Before diving into the SLSA Levels, we need to establish a core set of terminology and models to describe what we’re protecting.
Software supply chain
SLSA’s framework addresses every step of the software supply chain - the sequence of steps resulting in the creation of an artifact. We represent a supply chain as a directed acyclic graph of sources, builds, dependencies, and packages. One artifact’s supply chain is a combination of its dependencies’ supply chains plus its own sources and builds.

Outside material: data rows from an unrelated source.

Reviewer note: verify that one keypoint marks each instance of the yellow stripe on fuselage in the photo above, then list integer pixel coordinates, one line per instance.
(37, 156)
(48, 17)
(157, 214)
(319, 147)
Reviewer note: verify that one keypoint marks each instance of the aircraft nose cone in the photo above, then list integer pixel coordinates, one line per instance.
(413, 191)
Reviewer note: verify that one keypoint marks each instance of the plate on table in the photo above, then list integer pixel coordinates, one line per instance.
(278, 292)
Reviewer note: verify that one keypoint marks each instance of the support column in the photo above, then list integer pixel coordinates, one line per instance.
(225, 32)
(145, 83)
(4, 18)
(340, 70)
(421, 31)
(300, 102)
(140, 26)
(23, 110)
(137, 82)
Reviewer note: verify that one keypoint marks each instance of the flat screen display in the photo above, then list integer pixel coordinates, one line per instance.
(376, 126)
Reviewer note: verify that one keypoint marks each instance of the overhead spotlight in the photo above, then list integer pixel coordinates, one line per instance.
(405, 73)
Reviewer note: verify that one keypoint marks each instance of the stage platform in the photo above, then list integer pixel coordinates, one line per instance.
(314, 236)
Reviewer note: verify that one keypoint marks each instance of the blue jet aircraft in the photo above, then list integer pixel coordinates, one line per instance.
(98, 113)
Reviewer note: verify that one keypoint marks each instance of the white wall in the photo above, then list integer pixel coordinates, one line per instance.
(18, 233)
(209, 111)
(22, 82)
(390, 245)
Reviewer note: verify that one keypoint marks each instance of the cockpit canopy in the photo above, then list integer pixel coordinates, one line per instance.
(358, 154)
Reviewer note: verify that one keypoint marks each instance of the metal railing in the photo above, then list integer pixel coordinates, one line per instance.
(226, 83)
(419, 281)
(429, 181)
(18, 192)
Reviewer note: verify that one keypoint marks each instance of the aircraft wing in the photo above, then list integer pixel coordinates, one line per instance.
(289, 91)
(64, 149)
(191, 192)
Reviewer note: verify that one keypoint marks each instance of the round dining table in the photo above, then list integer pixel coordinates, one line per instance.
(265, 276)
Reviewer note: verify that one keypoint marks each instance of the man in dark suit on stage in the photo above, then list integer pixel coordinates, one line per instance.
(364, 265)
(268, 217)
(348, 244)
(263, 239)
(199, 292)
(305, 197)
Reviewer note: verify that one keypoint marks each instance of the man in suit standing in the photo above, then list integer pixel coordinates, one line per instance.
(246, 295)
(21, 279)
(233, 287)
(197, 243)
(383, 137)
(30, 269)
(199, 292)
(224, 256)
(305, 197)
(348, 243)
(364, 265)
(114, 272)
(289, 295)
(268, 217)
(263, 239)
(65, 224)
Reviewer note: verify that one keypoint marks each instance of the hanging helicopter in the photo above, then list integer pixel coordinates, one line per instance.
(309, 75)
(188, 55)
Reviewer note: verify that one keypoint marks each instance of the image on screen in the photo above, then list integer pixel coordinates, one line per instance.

|Artifact||An immutable blob of data; primarily refers to software, but SLSA can be used for any artifact.||A file, a git commit, a directory of files (serialized in some way), a container image, a firmware image.|
|Attestation||An authenticated statement (metadata) about a software artifact or collection of software artifacts.||A signed SLSA Provenance file.|
|Source||Artifact that was directly authored or reviewed by persons, without modification. It is the beginning of the supply chain; we do not trace the provenance back any further.||Git commit (source) hosted on GitHub (platform).|
|Build||Process that transforms a set of input artifacts into a set of output artifacts. The inputs may be sources, dependencies, or ephemeral build outputs.||.travis.yml (process) run by Travis CI (platform).|
|Package||Artifact that is “published” for use by others. In the model, it is always the output of a build process, though that build process can be a no-op.||Docker image (package) distributed on DockerHub (platform). A ZIP file containing source code is a package, not a source, because it is built from some other source, such as a git commit.|
|Dependency||Artifact that is an input to a build process but that is not a source. In the model, it is always a package.||Alpine package (package) distributed on Alpine Linux (platform).|
Throughout the specification, you will see reference to the following roles that take part in the software supply chain. Note that in practice a role may be filled by more than one person or an organization. Similarly, a person or organization may act as more than one role in a particular software supply chain.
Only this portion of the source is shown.